Traditional Chinese medicine and beauty regimens in Singapore
"When beauty and TCM are concerned, it is more internal rather than topical. You need to get to the root of the cause," Abby said. How your skin reacts to stress can be an example. It’s common for people to experience acne and hives breakouts if they’re going through a stressful period in their lives. You can’t simply rely on your skincare to manage the problem, you have to deal with the cause (stress) to prevent it from happening again. Essentially, you also have to focus on making your body feel great through pampering in order to have its best outward appearance.
One form of TCM is Yang Sheng, or the art of self-healing, which heavily inspired Abby to start Multiflora. "The ultimate aim of Yang Sheng is to achieve a harmonious and ‘effortless’ state of balance within yourself," she said. Yang Sheng can be applied in beauty and wellness because it focuses on creating a stress-free state of mind, body, and spirit. Hence why it's also sometimes called the art of self-care.
"Yang Sheng places emphasis on the idea that a series of small and regular actions and lifestyle choices can, over time, add up to produce larger benefits for our health," Abby added. Sounds familiar? It's exactly why we do our beauty routines. We apply topical skincare regularly in order to balance out the sebum and moisture in our skin and prevent issues such as excessive dryness, oiliness, acne, and sensitivity.
"One important message behind Yang Sheng is that prevention is better than cure," she shared. The secret to long-lasting health and happiness, she said, is implementing small daily actions that are simple, pleasurable, and fit effortlessly into your life. Good healthy food and proper breathing create good Qi. "Good flow of qi and blood leads to proper circulation, which ensures a well-nourished body with the added benefits of a glowing complexion, a sharper mind and boundless energy."

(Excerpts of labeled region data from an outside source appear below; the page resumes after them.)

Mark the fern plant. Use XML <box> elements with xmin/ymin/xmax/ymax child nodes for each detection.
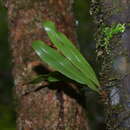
<box><xmin>32</xmin><ymin>21</ymin><xmax>100</xmax><ymax>92</ymax></box>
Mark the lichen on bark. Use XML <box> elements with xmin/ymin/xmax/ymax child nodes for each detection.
<box><xmin>91</xmin><ymin>0</ymin><xmax>130</xmax><ymax>130</ymax></box>
<box><xmin>5</xmin><ymin>0</ymin><xmax>89</xmax><ymax>130</ymax></box>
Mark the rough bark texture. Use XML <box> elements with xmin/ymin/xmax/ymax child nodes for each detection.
<box><xmin>92</xmin><ymin>0</ymin><xmax>130</xmax><ymax>130</ymax></box>
<box><xmin>5</xmin><ymin>0</ymin><xmax>88</xmax><ymax>130</ymax></box>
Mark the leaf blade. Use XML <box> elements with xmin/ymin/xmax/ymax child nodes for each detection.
<box><xmin>32</xmin><ymin>41</ymin><xmax>95</xmax><ymax>87</ymax></box>
<box><xmin>43</xmin><ymin>21</ymin><xmax>100</xmax><ymax>86</ymax></box>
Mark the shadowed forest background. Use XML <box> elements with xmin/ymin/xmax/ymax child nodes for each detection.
<box><xmin>0</xmin><ymin>0</ymin><xmax>102</xmax><ymax>130</ymax></box>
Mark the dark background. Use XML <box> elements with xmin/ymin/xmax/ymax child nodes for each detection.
<box><xmin>0</xmin><ymin>0</ymin><xmax>101</xmax><ymax>130</ymax></box>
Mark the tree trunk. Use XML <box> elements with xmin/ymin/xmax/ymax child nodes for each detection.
<box><xmin>91</xmin><ymin>0</ymin><xmax>130</xmax><ymax>130</ymax></box>
<box><xmin>5</xmin><ymin>0</ymin><xmax>89</xmax><ymax>130</ymax></box>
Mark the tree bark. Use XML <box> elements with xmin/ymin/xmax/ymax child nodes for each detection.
<box><xmin>5</xmin><ymin>0</ymin><xmax>89</xmax><ymax>130</ymax></box>
<box><xmin>92</xmin><ymin>0</ymin><xmax>130</xmax><ymax>130</ymax></box>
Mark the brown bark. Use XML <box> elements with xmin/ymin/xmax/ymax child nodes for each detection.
<box><xmin>5</xmin><ymin>0</ymin><xmax>88</xmax><ymax>130</ymax></box>
<box><xmin>93</xmin><ymin>0</ymin><xmax>130</xmax><ymax>130</ymax></box>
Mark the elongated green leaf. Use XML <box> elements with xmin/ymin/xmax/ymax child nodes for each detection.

Some popular forms of TCM in the modern beauty space
You don't need to look very far to see the influence of TCM on beauty regimens. Using a gua sha or jade roller is extremely trendy nowadays for its skin depuffing and firming benefits — and, yes, it’s inspired by TCM. It's something Abby herself uses. "The Gua Sha technique is used to unblock and restore the flow of Qi in the area to which it has been applied," she explained. There are also gua sha facials that help stimulate lymphatic flow and drainage.
You can also see TCM in some spa treatments. "Sometimes we love to place a hot pad on the discomfort area. From a TCM perspective, applying heat to strains, sprains, stiff joints or other injuries increases blood flow to the area and speeds up healing." Similarly, there are massage techniques, like hot stone massages, that incorporate the use of heat to relieve muscular pain and tension.
Of course, these TCM practices have been improved to keep up with modern times. "These are much more ethical and better for the human body," Abby explained. She gave the example of their Moxi Therapy treatment, which involves using burnt mugwort, a herb that's known in traditional Asian medicine for its healing properties. It's placed on the body's meridian points — the energetic pathways that pass through the top layer of your skin — to warm them up, improve blood circulation, dispel cold and dampness, and strengthen the immune system.
In keeping the essence of TCM in Singapore
That's not to say that everything touted as TCM is always rooted in TCM. "TCM is still highly valued by many but, as years go by, it’s starting to get diluted," she said. "The real essence of TCM is often misinterpreted by the younger generations due to the lack of understanding. The world of TCM is much more vast than we think and TCM is definitely here to stay even in years to come."